Pagi hari cuaca sangat sejuk, kicauan burung terdengar sangat merdu. Suasana dikampung sangat asri tanpa polusi.

Nunung beranjak dari kamarnya berniat membangunkan puterinya. Tetapi tak ada sahutan apapun padahal Nunung sudah mengetuk pintu kamar Otih sangat keras.

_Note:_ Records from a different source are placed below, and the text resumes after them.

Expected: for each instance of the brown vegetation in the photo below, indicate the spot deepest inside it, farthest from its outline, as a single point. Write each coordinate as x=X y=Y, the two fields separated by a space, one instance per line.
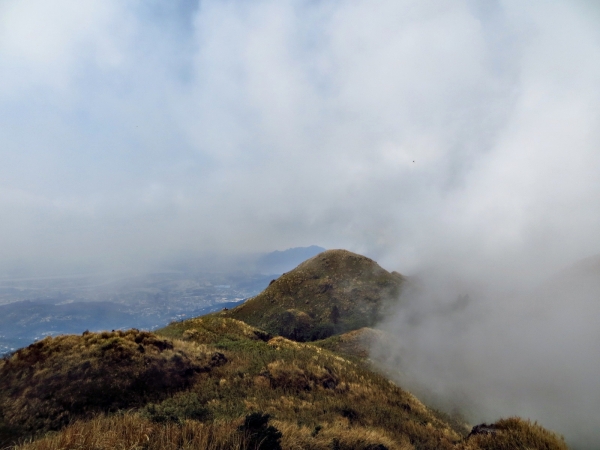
x=215 y=382
x=46 y=385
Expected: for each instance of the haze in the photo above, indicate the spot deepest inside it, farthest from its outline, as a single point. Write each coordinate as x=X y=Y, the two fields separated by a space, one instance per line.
x=460 y=135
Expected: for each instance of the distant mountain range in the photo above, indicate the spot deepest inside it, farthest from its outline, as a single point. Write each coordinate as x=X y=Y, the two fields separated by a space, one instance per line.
x=218 y=382
x=281 y=261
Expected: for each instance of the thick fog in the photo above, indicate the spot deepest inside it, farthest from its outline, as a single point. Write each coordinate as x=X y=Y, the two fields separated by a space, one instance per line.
x=455 y=138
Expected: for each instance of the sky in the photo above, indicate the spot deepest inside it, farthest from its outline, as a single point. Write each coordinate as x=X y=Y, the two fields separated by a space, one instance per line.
x=137 y=132
x=453 y=138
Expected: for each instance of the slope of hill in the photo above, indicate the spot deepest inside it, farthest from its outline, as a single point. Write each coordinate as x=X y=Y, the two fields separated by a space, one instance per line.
x=281 y=261
x=331 y=293
x=216 y=382
x=54 y=381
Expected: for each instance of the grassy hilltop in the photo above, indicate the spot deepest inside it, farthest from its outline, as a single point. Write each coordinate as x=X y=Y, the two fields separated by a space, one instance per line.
x=218 y=382
x=332 y=293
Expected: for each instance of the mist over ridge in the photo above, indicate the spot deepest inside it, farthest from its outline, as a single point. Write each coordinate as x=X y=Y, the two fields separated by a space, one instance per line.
x=454 y=142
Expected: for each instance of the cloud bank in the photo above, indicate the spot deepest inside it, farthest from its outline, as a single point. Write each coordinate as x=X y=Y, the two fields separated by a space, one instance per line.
x=458 y=138
x=407 y=130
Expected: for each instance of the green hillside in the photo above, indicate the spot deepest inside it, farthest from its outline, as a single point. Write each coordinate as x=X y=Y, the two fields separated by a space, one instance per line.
x=216 y=382
x=332 y=293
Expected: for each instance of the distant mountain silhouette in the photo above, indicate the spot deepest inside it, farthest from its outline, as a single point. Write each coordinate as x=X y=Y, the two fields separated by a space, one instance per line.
x=281 y=261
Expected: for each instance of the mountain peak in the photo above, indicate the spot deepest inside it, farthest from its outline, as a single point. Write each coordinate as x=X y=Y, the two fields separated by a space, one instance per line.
x=333 y=292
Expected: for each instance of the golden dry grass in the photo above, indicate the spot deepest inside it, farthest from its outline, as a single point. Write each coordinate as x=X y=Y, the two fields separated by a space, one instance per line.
x=56 y=380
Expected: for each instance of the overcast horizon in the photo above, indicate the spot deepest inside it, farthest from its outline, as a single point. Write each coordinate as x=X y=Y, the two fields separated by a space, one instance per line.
x=137 y=132
x=453 y=138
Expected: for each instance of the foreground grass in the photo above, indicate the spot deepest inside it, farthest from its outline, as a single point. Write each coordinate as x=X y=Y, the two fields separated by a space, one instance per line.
x=313 y=398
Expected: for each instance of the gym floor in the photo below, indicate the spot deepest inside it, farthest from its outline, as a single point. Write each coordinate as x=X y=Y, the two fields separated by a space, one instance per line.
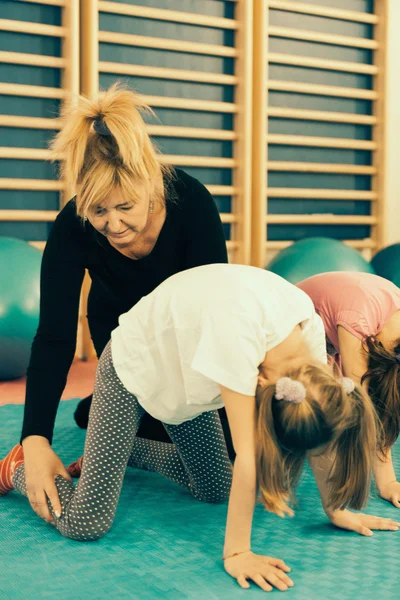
x=164 y=544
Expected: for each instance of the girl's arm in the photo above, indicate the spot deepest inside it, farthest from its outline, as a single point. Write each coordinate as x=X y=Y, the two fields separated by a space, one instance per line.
x=355 y=364
x=354 y=360
x=239 y=561
x=345 y=519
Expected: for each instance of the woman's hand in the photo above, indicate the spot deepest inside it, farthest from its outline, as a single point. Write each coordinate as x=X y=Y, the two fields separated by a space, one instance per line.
x=265 y=571
x=362 y=524
x=42 y=465
x=391 y=492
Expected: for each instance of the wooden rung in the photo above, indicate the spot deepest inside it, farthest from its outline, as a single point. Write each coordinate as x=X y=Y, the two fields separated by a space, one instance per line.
x=29 y=122
x=321 y=90
x=144 y=41
x=28 y=215
x=321 y=63
x=229 y=218
x=323 y=38
x=49 y=2
x=162 y=73
x=45 y=185
x=37 y=60
x=25 y=153
x=158 y=14
x=32 y=28
x=191 y=132
x=199 y=161
x=36 y=91
x=222 y=190
x=323 y=11
x=357 y=244
x=39 y=245
x=320 y=142
x=323 y=194
x=322 y=219
x=189 y=104
x=320 y=115
x=231 y=245
x=304 y=167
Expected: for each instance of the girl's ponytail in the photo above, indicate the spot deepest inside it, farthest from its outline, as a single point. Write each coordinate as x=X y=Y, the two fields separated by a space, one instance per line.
x=354 y=451
x=383 y=381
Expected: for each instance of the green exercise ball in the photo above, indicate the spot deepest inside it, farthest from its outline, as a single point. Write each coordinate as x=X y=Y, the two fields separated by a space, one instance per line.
x=387 y=263
x=316 y=255
x=19 y=304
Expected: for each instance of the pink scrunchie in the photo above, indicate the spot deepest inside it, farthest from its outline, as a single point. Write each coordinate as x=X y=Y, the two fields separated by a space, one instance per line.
x=290 y=390
x=347 y=384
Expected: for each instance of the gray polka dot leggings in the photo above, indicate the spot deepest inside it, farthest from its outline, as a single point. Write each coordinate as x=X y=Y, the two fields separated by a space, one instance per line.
x=197 y=459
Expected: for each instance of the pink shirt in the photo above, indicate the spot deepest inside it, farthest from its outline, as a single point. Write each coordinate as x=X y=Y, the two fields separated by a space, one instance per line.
x=361 y=302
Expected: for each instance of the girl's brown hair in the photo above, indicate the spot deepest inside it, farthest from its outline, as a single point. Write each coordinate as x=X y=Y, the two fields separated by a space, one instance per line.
x=93 y=164
x=285 y=431
x=383 y=381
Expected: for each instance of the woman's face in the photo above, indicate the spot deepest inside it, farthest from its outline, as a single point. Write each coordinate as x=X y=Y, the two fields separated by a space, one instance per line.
x=119 y=220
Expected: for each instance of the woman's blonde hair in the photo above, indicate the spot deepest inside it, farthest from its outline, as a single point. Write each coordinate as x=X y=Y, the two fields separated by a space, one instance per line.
x=286 y=431
x=94 y=163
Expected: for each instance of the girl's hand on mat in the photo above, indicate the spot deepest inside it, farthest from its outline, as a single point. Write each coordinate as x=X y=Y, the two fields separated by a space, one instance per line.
x=42 y=465
x=362 y=524
x=391 y=492
x=265 y=571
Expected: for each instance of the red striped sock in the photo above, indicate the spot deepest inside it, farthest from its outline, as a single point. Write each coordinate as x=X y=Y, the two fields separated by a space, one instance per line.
x=75 y=468
x=8 y=465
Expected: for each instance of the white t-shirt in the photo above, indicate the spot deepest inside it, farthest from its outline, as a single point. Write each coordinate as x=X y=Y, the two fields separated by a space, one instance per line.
x=203 y=327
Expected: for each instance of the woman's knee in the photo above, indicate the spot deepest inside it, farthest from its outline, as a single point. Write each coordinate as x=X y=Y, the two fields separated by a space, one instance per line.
x=76 y=529
x=212 y=494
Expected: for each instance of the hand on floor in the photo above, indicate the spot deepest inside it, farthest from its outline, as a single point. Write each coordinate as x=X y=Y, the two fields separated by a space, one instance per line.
x=42 y=466
x=362 y=524
x=391 y=492
x=265 y=571
x=75 y=468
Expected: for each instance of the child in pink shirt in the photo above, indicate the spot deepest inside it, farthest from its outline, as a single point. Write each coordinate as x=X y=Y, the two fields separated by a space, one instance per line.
x=361 y=315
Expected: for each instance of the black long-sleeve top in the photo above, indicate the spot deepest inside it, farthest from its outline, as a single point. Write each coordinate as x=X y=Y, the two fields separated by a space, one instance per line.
x=192 y=235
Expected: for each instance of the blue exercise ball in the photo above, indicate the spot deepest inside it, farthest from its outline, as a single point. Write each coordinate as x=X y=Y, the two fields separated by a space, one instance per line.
x=317 y=255
x=387 y=263
x=19 y=304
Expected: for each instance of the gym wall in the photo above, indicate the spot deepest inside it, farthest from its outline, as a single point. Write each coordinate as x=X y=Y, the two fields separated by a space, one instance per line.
x=276 y=106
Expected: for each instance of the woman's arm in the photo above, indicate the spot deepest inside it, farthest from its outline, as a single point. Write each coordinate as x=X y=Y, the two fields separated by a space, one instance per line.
x=240 y=562
x=54 y=344
x=204 y=232
x=363 y=524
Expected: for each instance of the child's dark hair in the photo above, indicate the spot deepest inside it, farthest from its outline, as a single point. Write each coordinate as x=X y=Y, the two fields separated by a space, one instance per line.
x=328 y=416
x=383 y=381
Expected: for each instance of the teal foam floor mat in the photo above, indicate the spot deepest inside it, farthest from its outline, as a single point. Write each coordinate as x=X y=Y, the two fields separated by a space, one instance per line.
x=165 y=544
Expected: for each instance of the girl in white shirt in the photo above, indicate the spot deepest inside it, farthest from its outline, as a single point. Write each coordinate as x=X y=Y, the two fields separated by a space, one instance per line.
x=213 y=336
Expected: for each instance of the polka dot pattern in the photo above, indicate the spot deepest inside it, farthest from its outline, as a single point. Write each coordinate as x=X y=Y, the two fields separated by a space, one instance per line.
x=197 y=459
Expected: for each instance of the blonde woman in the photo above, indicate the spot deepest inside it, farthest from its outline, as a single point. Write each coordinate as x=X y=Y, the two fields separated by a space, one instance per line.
x=256 y=347
x=133 y=223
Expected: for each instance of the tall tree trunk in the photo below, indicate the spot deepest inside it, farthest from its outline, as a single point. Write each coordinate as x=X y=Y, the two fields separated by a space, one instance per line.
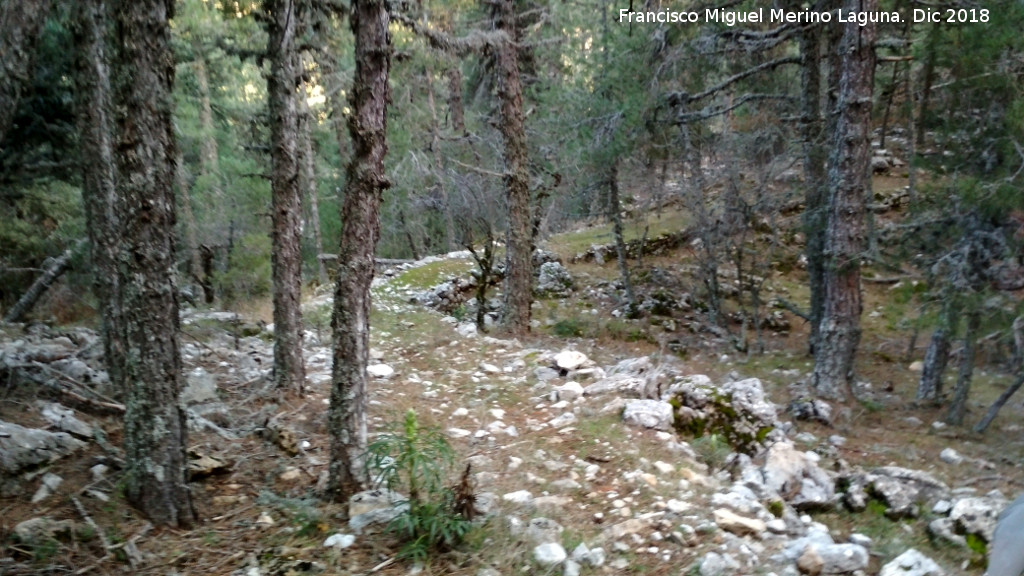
x=455 y=100
x=927 y=80
x=360 y=230
x=937 y=355
x=20 y=23
x=815 y=187
x=518 y=260
x=92 y=108
x=286 y=259
x=615 y=213
x=155 y=429
x=957 y=409
x=435 y=150
x=308 y=167
x=849 y=177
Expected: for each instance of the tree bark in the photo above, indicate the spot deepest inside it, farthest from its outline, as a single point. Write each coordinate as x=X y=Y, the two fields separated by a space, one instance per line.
x=155 y=429
x=308 y=166
x=615 y=213
x=849 y=178
x=53 y=271
x=435 y=151
x=366 y=183
x=518 y=260
x=957 y=409
x=456 y=111
x=937 y=356
x=815 y=187
x=92 y=108
x=286 y=258
x=22 y=22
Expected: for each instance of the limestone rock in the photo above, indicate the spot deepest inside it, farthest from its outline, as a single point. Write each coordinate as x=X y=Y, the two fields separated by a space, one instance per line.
x=977 y=516
x=554 y=280
x=200 y=386
x=741 y=526
x=796 y=477
x=570 y=360
x=911 y=563
x=22 y=448
x=543 y=530
x=64 y=419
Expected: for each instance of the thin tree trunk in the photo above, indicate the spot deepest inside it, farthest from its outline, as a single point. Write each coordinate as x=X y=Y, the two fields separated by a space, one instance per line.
x=849 y=177
x=455 y=100
x=928 y=79
x=435 y=150
x=92 y=108
x=615 y=213
x=20 y=23
x=286 y=259
x=155 y=428
x=308 y=166
x=937 y=355
x=53 y=271
x=360 y=231
x=957 y=409
x=993 y=410
x=815 y=191
x=190 y=230
x=518 y=260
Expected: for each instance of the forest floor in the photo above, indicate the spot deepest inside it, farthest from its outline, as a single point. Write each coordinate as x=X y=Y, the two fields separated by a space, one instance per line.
x=258 y=512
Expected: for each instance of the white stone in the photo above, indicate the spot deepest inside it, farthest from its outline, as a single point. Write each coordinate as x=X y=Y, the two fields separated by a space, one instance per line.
x=570 y=360
x=563 y=420
x=550 y=553
x=340 y=541
x=648 y=413
x=518 y=497
x=380 y=370
x=911 y=563
x=569 y=391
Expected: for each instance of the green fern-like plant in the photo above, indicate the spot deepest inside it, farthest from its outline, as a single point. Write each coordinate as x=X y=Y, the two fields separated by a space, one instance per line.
x=418 y=459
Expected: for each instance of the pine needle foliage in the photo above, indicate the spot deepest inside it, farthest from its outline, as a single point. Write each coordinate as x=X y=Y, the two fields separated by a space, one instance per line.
x=417 y=459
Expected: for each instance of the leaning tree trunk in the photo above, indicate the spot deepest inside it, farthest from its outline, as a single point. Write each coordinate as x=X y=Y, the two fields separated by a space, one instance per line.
x=20 y=24
x=518 y=260
x=286 y=258
x=360 y=231
x=957 y=408
x=52 y=272
x=615 y=212
x=849 y=178
x=155 y=429
x=308 y=170
x=92 y=108
x=814 y=175
x=937 y=356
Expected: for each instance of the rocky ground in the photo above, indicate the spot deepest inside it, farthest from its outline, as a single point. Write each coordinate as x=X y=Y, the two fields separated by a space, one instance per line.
x=583 y=458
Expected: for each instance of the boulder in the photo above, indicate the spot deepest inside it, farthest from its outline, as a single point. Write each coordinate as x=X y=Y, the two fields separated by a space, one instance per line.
x=911 y=563
x=977 y=516
x=740 y=526
x=796 y=477
x=833 y=559
x=553 y=280
x=200 y=386
x=550 y=553
x=23 y=448
x=738 y=411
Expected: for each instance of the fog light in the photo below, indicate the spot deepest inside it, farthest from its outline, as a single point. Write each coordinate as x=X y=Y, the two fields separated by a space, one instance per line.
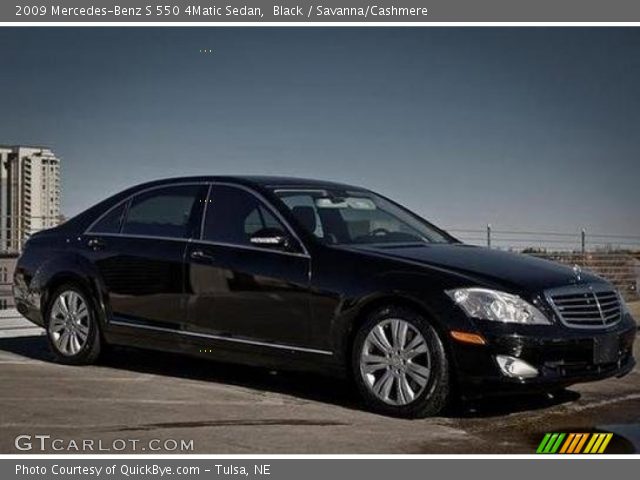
x=514 y=367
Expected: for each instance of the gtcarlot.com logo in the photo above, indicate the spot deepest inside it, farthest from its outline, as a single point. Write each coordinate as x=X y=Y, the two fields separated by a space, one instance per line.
x=47 y=443
x=574 y=443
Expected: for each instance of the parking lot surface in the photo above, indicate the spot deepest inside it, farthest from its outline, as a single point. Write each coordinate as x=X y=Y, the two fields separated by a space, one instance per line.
x=150 y=402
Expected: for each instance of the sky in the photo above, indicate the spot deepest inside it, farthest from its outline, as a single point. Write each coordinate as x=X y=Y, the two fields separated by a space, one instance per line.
x=522 y=128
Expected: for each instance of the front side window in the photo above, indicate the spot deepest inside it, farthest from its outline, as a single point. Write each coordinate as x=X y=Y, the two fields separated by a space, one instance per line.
x=235 y=215
x=169 y=212
x=341 y=217
x=110 y=223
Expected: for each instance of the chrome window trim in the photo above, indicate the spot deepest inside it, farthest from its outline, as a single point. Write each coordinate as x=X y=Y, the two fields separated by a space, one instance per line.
x=581 y=289
x=249 y=247
x=279 y=346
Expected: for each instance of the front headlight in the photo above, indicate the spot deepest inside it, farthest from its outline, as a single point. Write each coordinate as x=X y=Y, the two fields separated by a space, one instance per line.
x=497 y=306
x=624 y=308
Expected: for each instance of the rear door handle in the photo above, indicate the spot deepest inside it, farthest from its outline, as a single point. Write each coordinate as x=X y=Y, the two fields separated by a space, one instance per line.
x=200 y=255
x=96 y=244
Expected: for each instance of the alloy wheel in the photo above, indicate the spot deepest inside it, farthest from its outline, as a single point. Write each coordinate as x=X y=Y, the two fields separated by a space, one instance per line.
x=69 y=323
x=395 y=362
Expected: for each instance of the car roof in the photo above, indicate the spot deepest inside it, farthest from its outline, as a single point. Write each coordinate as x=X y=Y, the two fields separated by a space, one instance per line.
x=264 y=181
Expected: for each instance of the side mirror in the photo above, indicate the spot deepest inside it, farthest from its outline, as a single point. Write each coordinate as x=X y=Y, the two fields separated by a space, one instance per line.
x=271 y=238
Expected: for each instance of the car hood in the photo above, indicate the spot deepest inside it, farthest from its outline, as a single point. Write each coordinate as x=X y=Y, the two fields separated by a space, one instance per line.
x=516 y=271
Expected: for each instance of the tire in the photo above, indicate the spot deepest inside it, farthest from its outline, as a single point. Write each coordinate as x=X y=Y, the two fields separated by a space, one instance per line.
x=72 y=311
x=387 y=377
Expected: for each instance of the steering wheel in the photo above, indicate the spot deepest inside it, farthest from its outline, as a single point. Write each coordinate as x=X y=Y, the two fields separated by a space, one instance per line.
x=379 y=232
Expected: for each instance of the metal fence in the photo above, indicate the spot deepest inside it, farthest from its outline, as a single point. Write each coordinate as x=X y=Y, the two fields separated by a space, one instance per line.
x=614 y=257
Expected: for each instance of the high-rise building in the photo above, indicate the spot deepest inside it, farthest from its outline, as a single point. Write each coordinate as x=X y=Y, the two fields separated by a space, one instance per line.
x=29 y=193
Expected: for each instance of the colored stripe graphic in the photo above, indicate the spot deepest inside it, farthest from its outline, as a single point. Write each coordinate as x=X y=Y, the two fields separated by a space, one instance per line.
x=571 y=443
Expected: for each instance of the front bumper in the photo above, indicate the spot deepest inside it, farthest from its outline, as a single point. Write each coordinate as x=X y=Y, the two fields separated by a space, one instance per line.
x=563 y=356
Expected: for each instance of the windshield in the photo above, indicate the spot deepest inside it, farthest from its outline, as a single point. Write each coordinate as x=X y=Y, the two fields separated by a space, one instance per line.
x=358 y=218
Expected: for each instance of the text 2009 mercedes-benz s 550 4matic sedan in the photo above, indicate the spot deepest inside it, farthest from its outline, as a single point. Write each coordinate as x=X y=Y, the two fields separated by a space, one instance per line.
x=292 y=273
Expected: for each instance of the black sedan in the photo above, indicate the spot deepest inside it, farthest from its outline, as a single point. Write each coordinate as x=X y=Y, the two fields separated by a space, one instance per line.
x=292 y=273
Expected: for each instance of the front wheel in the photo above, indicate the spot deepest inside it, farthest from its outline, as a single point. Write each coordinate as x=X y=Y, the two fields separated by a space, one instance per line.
x=399 y=364
x=72 y=327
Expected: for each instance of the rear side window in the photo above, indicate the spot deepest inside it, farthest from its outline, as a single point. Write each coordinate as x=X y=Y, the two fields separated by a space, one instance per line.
x=171 y=212
x=110 y=223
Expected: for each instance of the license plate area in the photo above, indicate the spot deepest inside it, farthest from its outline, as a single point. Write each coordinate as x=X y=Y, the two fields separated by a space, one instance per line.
x=606 y=349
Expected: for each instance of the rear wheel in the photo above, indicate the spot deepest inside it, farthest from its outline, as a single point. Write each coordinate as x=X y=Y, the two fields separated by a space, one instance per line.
x=72 y=327
x=399 y=364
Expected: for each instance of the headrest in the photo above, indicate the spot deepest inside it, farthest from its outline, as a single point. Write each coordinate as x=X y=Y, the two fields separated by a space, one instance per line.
x=306 y=216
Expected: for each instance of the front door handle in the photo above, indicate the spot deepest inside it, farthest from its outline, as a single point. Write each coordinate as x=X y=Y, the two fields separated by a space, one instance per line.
x=200 y=255
x=96 y=244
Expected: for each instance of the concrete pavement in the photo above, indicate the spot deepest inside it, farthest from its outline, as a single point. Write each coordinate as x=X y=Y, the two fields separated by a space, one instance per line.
x=136 y=395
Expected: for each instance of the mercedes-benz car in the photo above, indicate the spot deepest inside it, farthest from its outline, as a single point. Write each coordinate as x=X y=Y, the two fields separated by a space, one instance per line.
x=301 y=274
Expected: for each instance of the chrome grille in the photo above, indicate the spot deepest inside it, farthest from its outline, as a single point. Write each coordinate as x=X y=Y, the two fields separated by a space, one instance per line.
x=586 y=306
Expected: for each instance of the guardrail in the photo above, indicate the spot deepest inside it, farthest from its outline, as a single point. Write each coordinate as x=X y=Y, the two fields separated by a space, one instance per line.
x=612 y=256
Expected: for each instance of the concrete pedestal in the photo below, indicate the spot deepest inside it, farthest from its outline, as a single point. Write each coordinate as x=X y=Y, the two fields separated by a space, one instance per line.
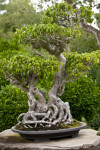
x=13 y=141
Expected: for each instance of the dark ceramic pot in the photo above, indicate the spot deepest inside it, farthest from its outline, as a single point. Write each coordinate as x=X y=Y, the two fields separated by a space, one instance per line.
x=50 y=134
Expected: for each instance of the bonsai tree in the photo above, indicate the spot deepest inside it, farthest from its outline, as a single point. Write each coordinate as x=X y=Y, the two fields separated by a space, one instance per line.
x=27 y=72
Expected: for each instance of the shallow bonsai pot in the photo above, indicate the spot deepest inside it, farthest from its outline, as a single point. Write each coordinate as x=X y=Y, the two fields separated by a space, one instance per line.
x=50 y=134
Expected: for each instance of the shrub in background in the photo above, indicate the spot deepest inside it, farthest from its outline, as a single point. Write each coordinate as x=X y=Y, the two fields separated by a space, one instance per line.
x=13 y=101
x=83 y=97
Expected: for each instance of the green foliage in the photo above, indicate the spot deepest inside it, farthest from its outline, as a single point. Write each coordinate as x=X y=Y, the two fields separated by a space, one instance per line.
x=22 y=68
x=97 y=16
x=83 y=97
x=46 y=36
x=78 y=64
x=13 y=101
x=94 y=73
x=95 y=122
x=18 y=13
x=86 y=13
x=41 y=32
x=86 y=42
x=63 y=12
x=59 y=9
x=8 y=44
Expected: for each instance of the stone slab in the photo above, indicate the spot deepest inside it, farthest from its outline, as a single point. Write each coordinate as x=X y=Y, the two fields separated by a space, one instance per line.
x=13 y=141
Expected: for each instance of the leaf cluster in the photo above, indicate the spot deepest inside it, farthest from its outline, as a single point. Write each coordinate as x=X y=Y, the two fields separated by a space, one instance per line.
x=78 y=64
x=64 y=14
x=23 y=68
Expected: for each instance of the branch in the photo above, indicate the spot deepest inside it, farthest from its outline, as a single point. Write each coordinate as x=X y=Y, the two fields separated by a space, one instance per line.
x=59 y=78
x=17 y=83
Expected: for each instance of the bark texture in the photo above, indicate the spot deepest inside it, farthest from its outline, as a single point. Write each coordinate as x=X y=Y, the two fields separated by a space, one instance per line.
x=47 y=114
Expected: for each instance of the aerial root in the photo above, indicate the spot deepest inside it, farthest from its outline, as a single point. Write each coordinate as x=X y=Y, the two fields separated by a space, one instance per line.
x=56 y=114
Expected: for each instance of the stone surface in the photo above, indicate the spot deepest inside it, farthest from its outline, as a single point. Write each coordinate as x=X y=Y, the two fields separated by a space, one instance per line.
x=13 y=141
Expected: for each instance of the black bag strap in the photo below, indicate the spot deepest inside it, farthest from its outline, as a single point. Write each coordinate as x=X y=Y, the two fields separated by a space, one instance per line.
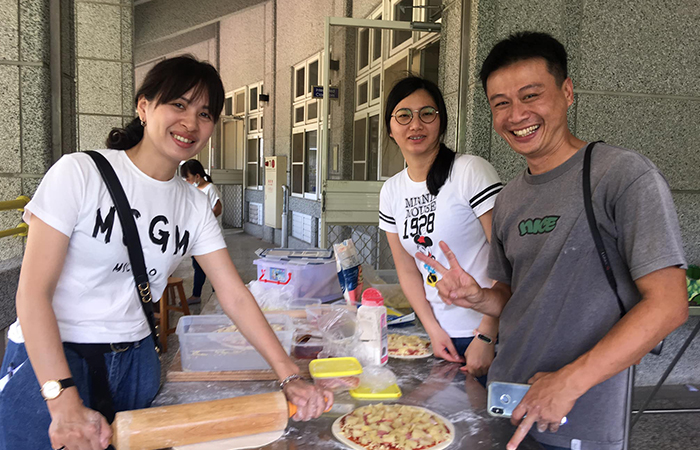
x=588 y=205
x=131 y=236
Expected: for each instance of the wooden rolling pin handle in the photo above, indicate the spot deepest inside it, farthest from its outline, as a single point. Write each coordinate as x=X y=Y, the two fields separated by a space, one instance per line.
x=293 y=407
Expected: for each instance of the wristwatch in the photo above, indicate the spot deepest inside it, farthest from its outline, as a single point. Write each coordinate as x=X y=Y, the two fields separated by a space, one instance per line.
x=484 y=338
x=53 y=388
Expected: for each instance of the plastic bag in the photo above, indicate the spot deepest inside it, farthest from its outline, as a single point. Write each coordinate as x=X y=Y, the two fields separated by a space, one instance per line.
x=349 y=270
x=377 y=378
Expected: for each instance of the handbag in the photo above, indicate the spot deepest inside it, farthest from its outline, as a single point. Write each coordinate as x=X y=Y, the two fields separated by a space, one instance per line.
x=593 y=225
x=93 y=354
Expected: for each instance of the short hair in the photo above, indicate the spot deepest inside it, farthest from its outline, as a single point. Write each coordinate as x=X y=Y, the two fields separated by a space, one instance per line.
x=526 y=45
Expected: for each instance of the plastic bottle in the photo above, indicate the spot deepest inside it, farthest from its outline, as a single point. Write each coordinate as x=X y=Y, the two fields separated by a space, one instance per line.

Akhirnya Nunung berhasil membuka pintu kamar Otih menggunakan kunci cadangan.
Baru saja Nunung masuk dia melihat pemandangan yang mengerikan. Diatas kasur tubuh Otih sudah terbujur kaku dengan pakaian yang compang-camping, seluruh tubuhnya membiru dan lebam. Alat vitalnya menganga, darah berceceran dimana-mana berakhir di ujung tembok.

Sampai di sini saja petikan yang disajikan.